19 mins read
## Why do we need scaling?

## How to perform feature scaling?

### 1) Min-Max scaler

## 2) Standard Scaler

### 3) Max Abs Scaler

### 4) Robust Scaler

### 5) Quantile Transformer Scaler

### 6) Power Transformer Scaler

### 7) Unit Vector Scaler

## Normalization or Standardization?

## The link between Data Scaling and Data Leakage

## When to do scaling?

### Gradient Descent Based Algorithms

### Distance-Based Algorithms

### For feature engineering using PCA

### What about regression?

### When scaling your data is NOT necessary?

#### Tree-based algorithms

### Should you ALWAYS do feature engineering?

## Final Note

In many machine learning algorithms, to bring all features in the same standing, we need to do scaling so that one significant number doesn’t impact the model just because of its large magnitude. Feature scaling in machine learning is one of the most critical steps during the pre-processing of data before creating a machine learning model. Scaling can make a difference between a weak machine learning model and a better one. The most common techniques of feature scaling are Normalization and Standardization.

Normalization is used when we want to bound our values between two numbers, typically, between [0,1] or [-1,1]. While Standardization transforms the data to have zero mean and a variance of 1, they make our data **unitless**. Refer to the below diagram, which shows how data looks after scaling in the X-Y plane.

Machine learning algorithm just sees numbers — if there is a vast difference in the range say few ranging in thousands and few ranging in the tens, and it makes the underlying assumption that higher ranging numbers have superiority of some sort.
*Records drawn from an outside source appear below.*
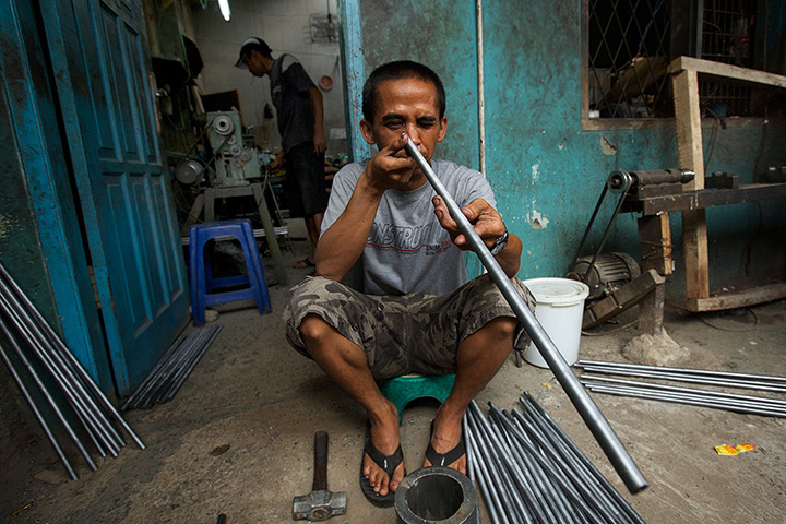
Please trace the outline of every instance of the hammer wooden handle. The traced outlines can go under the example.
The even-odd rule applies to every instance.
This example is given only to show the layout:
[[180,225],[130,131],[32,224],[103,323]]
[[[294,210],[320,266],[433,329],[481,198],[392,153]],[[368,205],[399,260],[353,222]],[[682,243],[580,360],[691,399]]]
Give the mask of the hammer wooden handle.
[[314,433],[314,491],[327,489],[327,433]]

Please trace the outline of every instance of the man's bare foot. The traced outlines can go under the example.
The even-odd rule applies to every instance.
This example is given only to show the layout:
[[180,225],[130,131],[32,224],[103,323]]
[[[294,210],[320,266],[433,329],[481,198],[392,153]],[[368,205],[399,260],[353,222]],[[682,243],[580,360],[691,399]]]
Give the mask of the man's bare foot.
[[[393,455],[401,445],[401,437],[398,434],[398,412],[391,403],[388,413],[380,417],[369,416],[371,422],[371,443],[383,455]],[[388,478],[388,474],[377,465],[374,461],[366,453],[364,455],[364,475],[369,479],[369,484],[374,492],[385,496],[389,492],[395,492],[398,484],[404,479],[404,462],[393,472],[393,478]]]
[[[463,414],[456,418],[455,415],[444,413],[440,406],[433,420],[433,432],[431,433],[431,448],[433,448],[433,451],[444,455],[461,444],[462,418]],[[431,465],[433,464],[428,457],[424,458],[424,467]],[[466,475],[466,453],[444,465]]]

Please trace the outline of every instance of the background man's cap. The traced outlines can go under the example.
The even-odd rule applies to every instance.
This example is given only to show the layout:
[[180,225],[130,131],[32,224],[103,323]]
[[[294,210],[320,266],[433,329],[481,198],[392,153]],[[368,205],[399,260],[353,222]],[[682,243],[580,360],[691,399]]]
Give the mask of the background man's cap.
[[248,69],[248,67],[243,63],[242,58],[252,50],[259,51],[263,57],[271,56],[270,46],[262,38],[257,38],[255,36],[252,36],[251,38],[246,38],[246,40],[240,46],[240,57],[238,57],[238,61],[235,62],[235,67],[240,69]]

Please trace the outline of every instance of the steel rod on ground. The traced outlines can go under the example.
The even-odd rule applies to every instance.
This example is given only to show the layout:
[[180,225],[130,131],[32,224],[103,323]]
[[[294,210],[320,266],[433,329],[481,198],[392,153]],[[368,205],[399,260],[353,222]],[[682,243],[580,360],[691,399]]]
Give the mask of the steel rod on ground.
[[195,327],[175,341],[121,409],[150,408],[171,401],[222,329],[223,324]]
[[521,402],[523,414],[489,403],[487,418],[473,401],[465,415],[467,467],[492,522],[643,524],[543,408]]
[[766,396],[754,396],[754,395],[740,395],[736,393],[727,393],[725,391],[715,391],[715,390],[699,390],[694,388],[682,388],[679,385],[668,385],[668,384],[659,384],[655,382],[641,382],[639,380],[623,380],[623,379],[612,379],[609,377],[595,377],[593,374],[586,374],[583,373],[581,376],[582,382],[585,381],[594,381],[594,382],[604,382],[608,384],[620,384],[620,385],[634,385],[640,388],[646,388],[652,390],[663,390],[668,392],[675,392],[675,393],[688,393],[693,395],[702,395],[707,397],[713,397],[717,400],[727,400],[727,401],[740,401],[740,402],[748,402],[748,403],[754,403],[760,404],[762,407],[769,406],[773,408],[783,408],[786,409],[786,401],[779,400],[779,398],[770,398]]
[[668,392],[657,392],[651,389],[621,386],[602,383],[585,382],[585,385],[593,392],[607,393],[617,396],[633,396],[636,398],[648,398],[655,401],[671,402],[676,404],[690,404],[693,406],[712,407],[715,409],[724,409],[727,412],[746,413],[751,415],[763,415],[769,417],[786,417],[786,410],[773,409],[771,407],[757,407],[749,405],[736,405],[720,403],[708,400],[707,397],[696,397],[695,395],[676,394]]
[[633,458],[624,449],[620,440],[617,438],[617,434],[611,429],[611,426],[609,426],[608,421],[590,397],[586,390],[584,390],[582,384],[575,378],[568,366],[568,362],[565,362],[559,349],[546,333],[546,330],[544,330],[537,321],[535,314],[526,306],[516,289],[513,287],[513,284],[511,284],[508,275],[504,274],[502,267],[500,267],[499,263],[493,255],[491,255],[480,237],[475,233],[472,224],[469,224],[469,221],[467,221],[461,212],[461,209],[455,203],[452,195],[437,177],[433,169],[431,169],[428,162],[426,162],[426,158],[424,158],[420,154],[417,145],[415,145],[408,136],[405,147],[407,153],[418,164],[418,167],[420,167],[437,194],[439,194],[445,202],[451,216],[456,224],[458,224],[458,228],[467,238],[473,251],[475,251],[475,254],[478,255],[480,262],[491,275],[495,284],[497,284],[500,288],[500,291],[505,297],[520,322],[529,334],[529,337],[537,346],[544,360],[546,360],[549,368],[555,373],[555,377],[568,394],[568,397],[571,400],[573,405],[576,407],[576,410],[584,419],[584,422],[590,428],[590,431],[592,431],[593,436],[600,444],[600,448],[606,453],[606,456],[611,462],[611,465],[622,478],[622,481],[624,481],[626,486],[632,493],[645,489],[647,487],[646,479],[639,471],[633,462]]
[[786,383],[786,377],[776,377],[776,376],[769,376],[769,374],[751,374],[751,373],[736,373],[731,371],[714,371],[708,369],[690,369],[690,368],[669,368],[666,366],[647,366],[644,364],[628,364],[628,362],[605,362],[605,361],[598,361],[598,360],[579,360],[576,362],[577,368],[583,368],[585,366],[602,366],[602,367],[610,367],[610,368],[627,368],[627,369],[640,369],[640,370],[656,370],[656,371],[667,371],[667,372],[674,372],[674,373],[683,373],[683,374],[695,374],[695,376],[705,376],[705,377],[723,377],[727,379],[740,379],[740,380],[760,380],[760,381],[772,381],[772,382],[783,382]]
[[584,371],[605,374],[620,374],[623,377],[639,377],[647,379],[672,380],[676,382],[689,382],[694,384],[717,385],[728,388],[740,388],[745,390],[771,391],[776,393],[786,393],[786,385],[771,382],[753,381],[753,380],[734,380],[713,377],[699,377],[684,373],[671,373],[668,371],[657,370],[635,370],[612,368],[605,366],[582,366]]

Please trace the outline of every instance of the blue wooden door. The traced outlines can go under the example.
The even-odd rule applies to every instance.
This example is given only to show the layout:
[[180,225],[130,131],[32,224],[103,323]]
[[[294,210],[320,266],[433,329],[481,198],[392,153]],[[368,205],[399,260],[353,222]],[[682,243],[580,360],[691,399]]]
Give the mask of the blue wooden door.
[[39,4],[112,372],[126,395],[189,318],[141,2]]

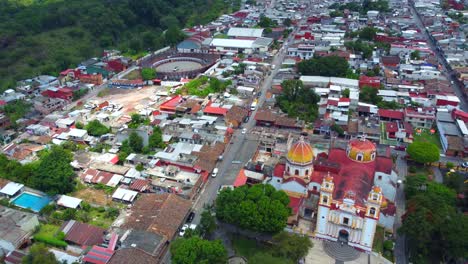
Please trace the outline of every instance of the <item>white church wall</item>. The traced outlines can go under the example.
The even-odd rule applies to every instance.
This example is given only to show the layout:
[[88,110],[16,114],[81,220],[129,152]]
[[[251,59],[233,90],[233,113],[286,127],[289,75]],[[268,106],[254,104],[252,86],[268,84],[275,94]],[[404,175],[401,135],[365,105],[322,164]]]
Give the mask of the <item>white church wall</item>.
[[385,198],[392,202],[395,201],[396,180],[397,175],[393,171],[392,174],[376,172],[374,175],[374,185],[379,186],[382,189],[382,194],[385,196]]
[[385,227],[385,229],[393,231],[393,224],[395,223],[395,216],[380,214],[379,225]]

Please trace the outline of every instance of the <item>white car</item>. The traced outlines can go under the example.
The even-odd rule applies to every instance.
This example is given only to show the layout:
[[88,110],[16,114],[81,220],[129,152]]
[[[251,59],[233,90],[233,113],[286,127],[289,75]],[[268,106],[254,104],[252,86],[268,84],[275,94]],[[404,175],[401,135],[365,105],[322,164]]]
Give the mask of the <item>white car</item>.
[[180,229],[180,232],[179,232],[179,236],[184,236],[185,235],[185,231],[187,230],[187,228],[190,228],[192,230],[195,230],[195,228],[197,228],[197,225],[196,224],[185,224],[184,226],[182,226],[182,228]]

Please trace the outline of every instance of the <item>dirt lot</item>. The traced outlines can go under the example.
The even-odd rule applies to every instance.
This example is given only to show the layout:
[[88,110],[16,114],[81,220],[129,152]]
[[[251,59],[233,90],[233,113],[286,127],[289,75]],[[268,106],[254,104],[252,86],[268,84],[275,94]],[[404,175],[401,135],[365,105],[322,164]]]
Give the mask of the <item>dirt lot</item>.
[[154,97],[157,90],[165,90],[165,88],[150,86],[141,89],[109,89],[109,94],[99,98],[99,101],[107,100],[112,103],[117,103],[123,106],[123,111],[133,113],[135,107],[143,107],[145,101],[149,101]]
[[73,194],[73,197],[83,199],[90,204],[96,204],[101,206],[113,205],[111,195],[106,195],[103,190],[95,190],[91,188],[86,188],[80,191],[77,191]]

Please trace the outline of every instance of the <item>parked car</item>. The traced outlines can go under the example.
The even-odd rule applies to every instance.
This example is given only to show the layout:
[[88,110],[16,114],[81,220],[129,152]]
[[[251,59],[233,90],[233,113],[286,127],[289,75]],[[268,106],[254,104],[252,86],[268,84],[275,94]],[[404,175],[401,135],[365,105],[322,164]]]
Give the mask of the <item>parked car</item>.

So these more significant number starts playing a more decisive role while training the model. The machine learning algorithm works on numbers and does not know what that number represents. A weight of 10 grams and a price of 10 dollars represents completely two different things — which is a no-brainer for humans, but for a model as a feature, it treats both as the same.

Suppose we have two features of weight and price, as in the below table. The “Weight” cannot have a meaningful comparison with the “Price.” So the assumption algorithm makes that since “Weight” > “Price,” thus “Weight,” is more important than “Price.”

So these more significant number starts playing a more decisive role while training the model. Thus feature scaling is needed to bring every feature on the same footing without any upfront importance. Interestingly, if we convert the weight to “Kg,” then “Price” becomes dominant. Another reason why feature scaling is applied is that few algorithms like Neural network gradient descent **converge much faster** with feature scaling than without it.

One more reason is **saturation**, like in the case of sigmoid activation in neural networks, scaling would help not to saturate too fast.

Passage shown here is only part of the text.